Fick's first law is also important in radiation transfer equations. However, in this context it becomes inaccurate when the diffusion constant is low and the radiation becomes limited by the speed of light rather than by the resistance of the material the radiation is flowing through. In this situation, one can use a flux limiter.

The exchange rate of a gas across a fluid membrane can be determined by using this law together with Graham's law.

Under the condition of a diluted solution when diffusion takes control, the membrane permeability mentioned in the above section can be theoretically calculated for the solute using the equation mentioned in the last section (use with particular care because the equation is derived for dense solutes, while biological molecules are not denser than water):[9]

${\displaystyle P=2A_{p}\eta _{tm}{\sqrt {D/(\pi t)}}}$

where

• ${\displaystyle A_{P}}$ is the total area of the pores on the membrane (unit m²).
• ${\displaystyle \eta _{tm}}$ transmembrane efficiency (unitless), which can be calculated from the stochastic theory of chromatography.
• D is the diffusion constant of the solute unit m²s⁻¹.
• t is time unit s.
• c₂, c₁ concentration should use unit mol m⁻³, so flux unit becomes mol s⁻¹.

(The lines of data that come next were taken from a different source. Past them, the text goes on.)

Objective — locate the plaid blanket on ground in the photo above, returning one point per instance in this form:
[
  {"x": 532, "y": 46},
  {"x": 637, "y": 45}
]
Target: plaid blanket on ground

Integrated circuit fabrication technologies, model processes like CVD, thermal oxidation, wet oxidation, doping, etc. use diffusion equations obtained from Fick's law.

In certain cases, the solutions are obtained for boundary conditions such as constant source concentration diffusion, limited source concentration, or moving boundary diffusion (where junction depth keeps moving into the substrate).